Elle ne prétendait pas être une professionnelle du rangement, mais elle avait rarement vu un tel désordre...
— Premier tiroir à droite. Soulevez quelques documents et vous devriez en trouver.
Les "quelques documents" étaient en réalité une pile de vieux rapports froissés et gribouillés de partout. Eleanor finit par y trouver son bonheur et attrapa une feuille vierge. Elle s'empara d'une plume et entreprit de recopier à la va-vite l'une des missives de Rodolphe. Une fois cela fait, elle approcha la lettre originale d'une bougie.
Le feu ne tarda pas à consumer le papier, qui tomba en cendres sur le bureau. Clark s'empressa de faire descendre Marcus, que ce spectacle de destruction semblait fasciner.
— Ça va faire des saletés à nettoyer, marmonna le Grand Alpha.
— Comme si c'était vous qui faisiez le ménage, répliqua Eleanor.
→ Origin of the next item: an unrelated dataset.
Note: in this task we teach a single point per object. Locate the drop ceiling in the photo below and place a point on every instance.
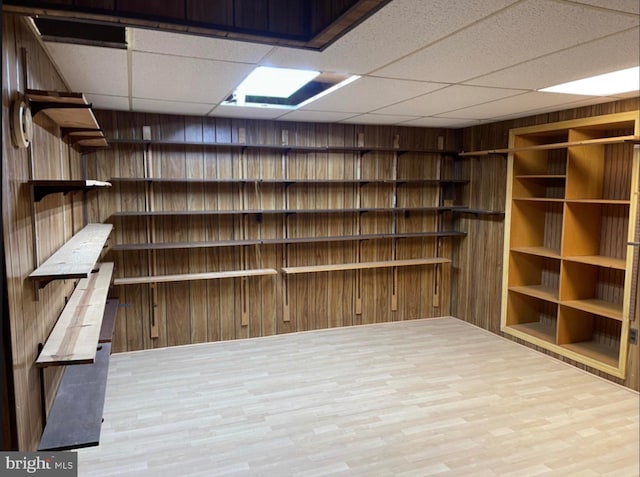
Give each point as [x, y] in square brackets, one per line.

Rowan gloussa et tous attendirent qu'un "tour de magie" se produise. Hélas, les cendres n'eurent pas l'idée de s'assembler pour former un message secret. La louve crut juste entendre un bruit étrange, sans saisir d'où il provenait.
— Il y a autre chose à faire ? s'enquit-elle en regardant Marcus. Tu as déjà vu ta maman brûler une des lettres ?
Il répondit par de grands hochements de tête.
— Faut chercher dedans.
Elle s'exécuta, quitte à se salir les doigts au passage. Les cendres ressemblaient à des cendres ordinaires, mais le sceau de cire rouge avait fondu en une drôle de forme. Il semblait avoir épousé un morceau rectangulaire, que la jeune fille attrapa en toute hâte.
En l'examinant, elle réalisa qu'il s'agissait d'une petite plaque de verre, jusque-là dissimulée par le sceau.
Elle gratta la cire du bout de son ongle, afin de nettoyer le morceau transparent. Il lui parut d'abord tout à fait insignifiant, mais en l'approchant de la lumière, un détail l'interpella.
— On dirait que quelque chose est gravé dessus.
Les lettres fines étaient à peine lisibles.
— Il doit y avoir une loupe dans le dernier tiroir, fit Clark comme elle plissait les yeux.
Elle la trouva en moins d'une minute et se repencha sur la petite plaque. Rowan vint à côté d'elle et ensemble, ils déchiffrèrent trois simples mots. Nord de Reejhak.
— Que signifie "Reejhak" ? s'interrogea Rowan.
À la lecture de ce nom, le sang d'Eleanor s'était glacé. De tous les endroits au monde, pourquoi avait-il fallu que celui-ci fasse partie de cette région ?
— C'est... C'est un village sur la Terre du Rubis.